Microarray and deep sequencing cross-platform analysis of the mirRNome and isomiR variation in response to epidermal growth factor
1 Centre for Genomic Regulation (CRG), Barcelona, Spain
2 Universitat Pompeu Fabra (UPF), Barcelona, Spain
3 Molecular and Cellular Neurobiotechnology Group, Institut de Bioenginyeria de Catalunya (IBEC), Barcelona, Spain
4 Department of Cell Biology, University of Barcelona (UB), Barcelona, Spain
5 Centro de Investigación Biomédica en Red en Enfermedades Neurodegenerativas (CIBERNED), Barcelona, Spain
6 Centro de Investigación Biomédica en Red en Epidemiología y Salud Pública (CIBERESP), Barcelona, Spain
7 Institute of Predictive and Personalized Medicine of Cancer (IMPPC), Badalona, Spain
8 Vall d'Hebron Institute of Oncology (VHIO), Barcelona, Spain
9 Centro Nacional de Análisis Genómicos (CNAG), Barcelona, Spain
10 Molecular Epidemiology Group, IRSI-Caixa Foundation, Barcelona, Spain
11 Max Planck Institute for Molecular Genetics, Berlin, Germany
12 Institute for Population Genetics, University of Veterinary Medicine, Vienna, Austria
BMC Genomics 2013, 14:371 doi:10.1186/1471-2164-14-371Published: 1 June 2013
Epidermal Growth Factor (EGF) plays an important function in the regulation of cell growth, proliferation, and differentiation by binding to its receptor (EGFR) and providing cancer cells with increased survival responsiveness. Signal transduction carried out by EGF has been extensively studied at both transcriptional and post-transcriptional levels. Little is known about the involvement of microRNAs (miRNAs) in the EGF signaling pathway. miRNAs have emerged as major players in the complex networks of gene regulation, and cancer miRNA expression studies have evidenced a direct involvement of miRNAs in cancer progression.

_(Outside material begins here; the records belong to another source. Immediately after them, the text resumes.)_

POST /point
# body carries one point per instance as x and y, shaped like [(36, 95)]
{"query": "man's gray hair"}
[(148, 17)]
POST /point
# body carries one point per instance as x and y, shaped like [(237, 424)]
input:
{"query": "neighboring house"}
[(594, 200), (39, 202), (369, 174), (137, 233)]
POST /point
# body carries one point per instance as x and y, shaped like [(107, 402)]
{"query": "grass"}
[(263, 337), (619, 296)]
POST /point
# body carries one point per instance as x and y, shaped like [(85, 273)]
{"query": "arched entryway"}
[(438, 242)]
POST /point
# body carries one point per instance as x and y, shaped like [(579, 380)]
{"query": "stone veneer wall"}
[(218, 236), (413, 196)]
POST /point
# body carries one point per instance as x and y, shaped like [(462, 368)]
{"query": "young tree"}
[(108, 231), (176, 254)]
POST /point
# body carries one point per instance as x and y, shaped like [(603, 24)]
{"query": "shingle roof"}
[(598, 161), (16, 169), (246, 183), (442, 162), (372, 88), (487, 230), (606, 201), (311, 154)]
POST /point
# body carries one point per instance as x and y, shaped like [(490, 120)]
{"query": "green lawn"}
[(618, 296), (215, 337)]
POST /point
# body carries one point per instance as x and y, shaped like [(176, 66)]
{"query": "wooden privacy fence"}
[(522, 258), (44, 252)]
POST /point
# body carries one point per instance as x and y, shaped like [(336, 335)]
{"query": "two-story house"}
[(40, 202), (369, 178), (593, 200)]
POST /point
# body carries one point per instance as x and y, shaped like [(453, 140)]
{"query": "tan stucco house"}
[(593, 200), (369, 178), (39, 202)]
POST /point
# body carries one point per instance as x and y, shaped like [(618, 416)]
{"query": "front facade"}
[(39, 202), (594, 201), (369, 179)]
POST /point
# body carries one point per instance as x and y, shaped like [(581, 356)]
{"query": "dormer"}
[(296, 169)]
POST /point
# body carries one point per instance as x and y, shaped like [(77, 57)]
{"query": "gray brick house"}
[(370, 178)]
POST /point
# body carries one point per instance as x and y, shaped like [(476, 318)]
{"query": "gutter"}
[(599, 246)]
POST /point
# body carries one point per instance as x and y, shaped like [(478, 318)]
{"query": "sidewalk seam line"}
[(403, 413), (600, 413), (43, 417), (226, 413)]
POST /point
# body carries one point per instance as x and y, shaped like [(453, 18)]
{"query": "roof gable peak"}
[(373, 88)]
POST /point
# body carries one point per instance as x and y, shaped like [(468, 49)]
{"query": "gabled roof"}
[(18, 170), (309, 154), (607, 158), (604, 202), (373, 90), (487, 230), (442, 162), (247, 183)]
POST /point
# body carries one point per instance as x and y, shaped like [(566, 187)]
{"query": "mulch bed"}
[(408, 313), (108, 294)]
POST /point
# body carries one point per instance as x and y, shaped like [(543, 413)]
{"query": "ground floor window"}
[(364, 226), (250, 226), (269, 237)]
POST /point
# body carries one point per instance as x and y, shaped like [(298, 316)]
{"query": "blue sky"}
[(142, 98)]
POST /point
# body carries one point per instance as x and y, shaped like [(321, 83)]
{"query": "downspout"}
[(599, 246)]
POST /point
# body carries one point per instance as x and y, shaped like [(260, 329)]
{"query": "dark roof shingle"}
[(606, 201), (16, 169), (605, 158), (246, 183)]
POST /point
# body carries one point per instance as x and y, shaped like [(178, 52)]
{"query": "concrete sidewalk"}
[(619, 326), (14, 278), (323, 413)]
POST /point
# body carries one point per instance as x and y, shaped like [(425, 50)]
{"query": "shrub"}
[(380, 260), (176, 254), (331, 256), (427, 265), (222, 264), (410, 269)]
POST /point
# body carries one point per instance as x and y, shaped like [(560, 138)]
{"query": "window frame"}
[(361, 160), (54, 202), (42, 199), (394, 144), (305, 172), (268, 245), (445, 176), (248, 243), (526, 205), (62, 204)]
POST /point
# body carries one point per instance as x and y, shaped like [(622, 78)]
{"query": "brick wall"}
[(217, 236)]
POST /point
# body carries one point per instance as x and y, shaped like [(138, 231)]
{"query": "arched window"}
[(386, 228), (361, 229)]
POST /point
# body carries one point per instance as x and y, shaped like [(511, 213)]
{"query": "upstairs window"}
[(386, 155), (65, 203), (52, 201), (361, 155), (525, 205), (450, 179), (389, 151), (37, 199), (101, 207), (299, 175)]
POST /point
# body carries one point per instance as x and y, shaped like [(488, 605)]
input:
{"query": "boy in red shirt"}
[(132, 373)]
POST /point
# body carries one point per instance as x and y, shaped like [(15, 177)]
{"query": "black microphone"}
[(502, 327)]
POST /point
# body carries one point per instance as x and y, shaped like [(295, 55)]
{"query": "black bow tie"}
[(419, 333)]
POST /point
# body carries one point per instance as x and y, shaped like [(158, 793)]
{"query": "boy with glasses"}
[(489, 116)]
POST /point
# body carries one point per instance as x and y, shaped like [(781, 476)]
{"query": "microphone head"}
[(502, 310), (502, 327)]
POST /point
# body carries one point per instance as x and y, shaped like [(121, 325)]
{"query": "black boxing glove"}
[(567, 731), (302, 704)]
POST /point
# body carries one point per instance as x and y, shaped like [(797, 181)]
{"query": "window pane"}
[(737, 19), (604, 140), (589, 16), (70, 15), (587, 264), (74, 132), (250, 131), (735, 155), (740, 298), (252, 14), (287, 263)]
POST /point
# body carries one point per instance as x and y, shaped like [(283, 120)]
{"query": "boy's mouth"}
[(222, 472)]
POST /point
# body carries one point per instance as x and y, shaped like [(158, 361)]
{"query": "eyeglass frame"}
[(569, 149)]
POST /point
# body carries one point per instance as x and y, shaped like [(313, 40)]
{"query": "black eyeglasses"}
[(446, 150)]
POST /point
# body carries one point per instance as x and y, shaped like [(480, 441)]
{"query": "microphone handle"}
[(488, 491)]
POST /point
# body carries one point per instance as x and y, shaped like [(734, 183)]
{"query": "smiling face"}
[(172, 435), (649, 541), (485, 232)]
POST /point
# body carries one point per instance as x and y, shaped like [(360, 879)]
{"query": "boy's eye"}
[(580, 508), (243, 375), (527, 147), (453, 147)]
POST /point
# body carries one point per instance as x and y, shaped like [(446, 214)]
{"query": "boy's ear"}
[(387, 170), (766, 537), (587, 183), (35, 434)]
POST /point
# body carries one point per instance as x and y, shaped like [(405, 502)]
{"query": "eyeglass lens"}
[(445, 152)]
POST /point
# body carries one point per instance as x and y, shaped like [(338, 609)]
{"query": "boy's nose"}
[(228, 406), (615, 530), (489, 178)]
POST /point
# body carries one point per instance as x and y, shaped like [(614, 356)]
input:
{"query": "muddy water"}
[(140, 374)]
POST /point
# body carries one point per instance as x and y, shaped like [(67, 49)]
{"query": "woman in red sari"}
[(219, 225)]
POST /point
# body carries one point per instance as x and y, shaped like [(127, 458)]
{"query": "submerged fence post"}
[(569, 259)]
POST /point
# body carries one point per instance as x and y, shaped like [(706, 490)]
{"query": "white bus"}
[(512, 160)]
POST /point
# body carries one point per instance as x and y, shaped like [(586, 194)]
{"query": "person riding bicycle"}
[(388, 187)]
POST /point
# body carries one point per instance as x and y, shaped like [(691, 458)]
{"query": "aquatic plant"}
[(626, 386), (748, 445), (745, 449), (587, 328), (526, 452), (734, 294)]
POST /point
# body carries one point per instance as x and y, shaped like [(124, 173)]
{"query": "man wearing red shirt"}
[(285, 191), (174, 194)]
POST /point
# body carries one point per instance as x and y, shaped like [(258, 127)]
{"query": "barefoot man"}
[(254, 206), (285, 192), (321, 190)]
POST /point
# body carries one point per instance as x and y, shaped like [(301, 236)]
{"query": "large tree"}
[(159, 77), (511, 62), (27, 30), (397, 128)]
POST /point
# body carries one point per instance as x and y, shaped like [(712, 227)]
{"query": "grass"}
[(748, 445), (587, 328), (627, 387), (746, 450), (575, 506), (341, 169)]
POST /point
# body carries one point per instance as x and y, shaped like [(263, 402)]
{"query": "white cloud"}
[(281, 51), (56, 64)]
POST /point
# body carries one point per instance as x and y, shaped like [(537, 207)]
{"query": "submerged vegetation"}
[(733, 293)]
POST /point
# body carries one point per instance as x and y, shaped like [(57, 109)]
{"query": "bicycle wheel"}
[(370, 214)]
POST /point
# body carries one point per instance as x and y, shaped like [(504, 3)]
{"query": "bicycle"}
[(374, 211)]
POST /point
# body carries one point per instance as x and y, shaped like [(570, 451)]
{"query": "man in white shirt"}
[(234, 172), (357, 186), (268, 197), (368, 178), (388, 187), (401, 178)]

In this study, we have used an integrative high content analysis approach to identify the specific miRNAs implicated in EGF signaling in HeLa cells as potential mediators of cancer mediated functions. We have used microarray and deep-sequencing technologies in order to obtain a global view of the EGF miRNA transcriptome with a robust experimental cross-validation. By applying a procedure based on Rankprod tests, we have delimited a solid set of EGF-regulated miRNAs. After validating regulated miRNAs by reverse transcription quantitative PCR, we have derived protein networks and biological functions from the predicted targets of the regulated miRNAs to gain insight into the potential role of miRNAs in EGF-treated cells. In addition, we have analyzed sequence heterogeneity due to editing relative to the reference sequence (isomiRs) among regulated miRNAs.
We propose that the use of global genomic miRNA cross-validation derived from high throughput technologies can be used to generate more reliable datasets inferring more robust networks of co-regulated predicted miRNA target genes.